UNAERP - Universidade de Ribeirão Preto (SP) — Prova 2019
Paciente homem, 45 anos de idade, dá entrada na unidade de emergência apresentando quadro de hematêmese em modera quantidade, PA 90 x 60 mm Hg, FC = 120 bpm, tontura e agitação. Após estabilização hemodinâmica, foi submetido a exame endoscópico que revelou uma úlcera de 2,0 cm na parede posterior do bulbo duodenal, com sangramento arterial em jato, sendo tratada com injeção de adrenalina e hemoclipe.
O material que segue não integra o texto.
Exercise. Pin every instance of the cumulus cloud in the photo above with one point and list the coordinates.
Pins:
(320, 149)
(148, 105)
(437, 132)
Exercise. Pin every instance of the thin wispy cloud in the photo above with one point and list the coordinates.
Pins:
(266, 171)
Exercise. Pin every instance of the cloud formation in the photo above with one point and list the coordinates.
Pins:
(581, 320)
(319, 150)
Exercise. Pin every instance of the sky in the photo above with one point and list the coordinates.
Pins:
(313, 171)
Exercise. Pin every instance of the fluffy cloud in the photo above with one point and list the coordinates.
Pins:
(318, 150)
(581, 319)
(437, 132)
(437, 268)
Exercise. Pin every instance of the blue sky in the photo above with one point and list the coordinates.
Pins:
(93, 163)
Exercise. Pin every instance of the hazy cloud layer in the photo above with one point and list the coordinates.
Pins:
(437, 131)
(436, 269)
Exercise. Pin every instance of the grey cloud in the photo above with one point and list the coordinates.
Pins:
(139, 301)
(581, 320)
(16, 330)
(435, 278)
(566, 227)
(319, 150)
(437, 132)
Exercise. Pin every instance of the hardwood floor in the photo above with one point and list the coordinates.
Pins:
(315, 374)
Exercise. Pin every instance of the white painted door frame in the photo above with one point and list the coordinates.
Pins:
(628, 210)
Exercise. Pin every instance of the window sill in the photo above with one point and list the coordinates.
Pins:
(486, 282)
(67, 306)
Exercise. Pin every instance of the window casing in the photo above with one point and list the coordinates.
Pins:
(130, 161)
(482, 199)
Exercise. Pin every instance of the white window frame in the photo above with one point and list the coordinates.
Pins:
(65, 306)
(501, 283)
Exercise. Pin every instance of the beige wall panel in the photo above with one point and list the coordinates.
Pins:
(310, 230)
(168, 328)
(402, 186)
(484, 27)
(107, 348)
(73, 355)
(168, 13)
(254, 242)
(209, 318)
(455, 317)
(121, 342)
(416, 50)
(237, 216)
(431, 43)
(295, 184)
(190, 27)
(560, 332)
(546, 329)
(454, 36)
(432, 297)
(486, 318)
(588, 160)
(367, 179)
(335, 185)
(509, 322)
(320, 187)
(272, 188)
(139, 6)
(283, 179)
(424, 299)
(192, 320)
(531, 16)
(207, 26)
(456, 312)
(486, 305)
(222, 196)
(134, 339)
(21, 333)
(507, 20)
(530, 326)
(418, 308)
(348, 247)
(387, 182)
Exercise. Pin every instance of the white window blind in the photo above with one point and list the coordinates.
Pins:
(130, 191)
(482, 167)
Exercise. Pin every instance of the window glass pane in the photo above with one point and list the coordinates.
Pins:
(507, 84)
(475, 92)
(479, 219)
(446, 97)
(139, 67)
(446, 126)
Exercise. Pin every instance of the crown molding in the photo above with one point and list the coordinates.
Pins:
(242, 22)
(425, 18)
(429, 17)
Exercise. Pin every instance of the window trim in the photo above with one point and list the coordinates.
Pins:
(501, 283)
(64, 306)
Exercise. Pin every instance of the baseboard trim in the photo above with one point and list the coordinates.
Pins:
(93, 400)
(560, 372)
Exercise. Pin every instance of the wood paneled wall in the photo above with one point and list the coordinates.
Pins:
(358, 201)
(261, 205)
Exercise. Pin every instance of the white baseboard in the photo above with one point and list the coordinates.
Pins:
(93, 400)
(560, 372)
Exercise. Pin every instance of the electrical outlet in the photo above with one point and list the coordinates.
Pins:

Baseado no relato apresentado, assinale a opção correta
Úlcera Forrest IA = sangramento arterial em jato, alto risco de ressangramento (>90%).
A classificação de Forrest é crucial para estratificar o risco de ressangramento em úlceras pépticas. Um sangramento arterial em jato (Forrest IA) indica o maior risco, exigindo tratamento endoscópico agressivo e monitoramento rigoroso devido à alta chance de ressangramento.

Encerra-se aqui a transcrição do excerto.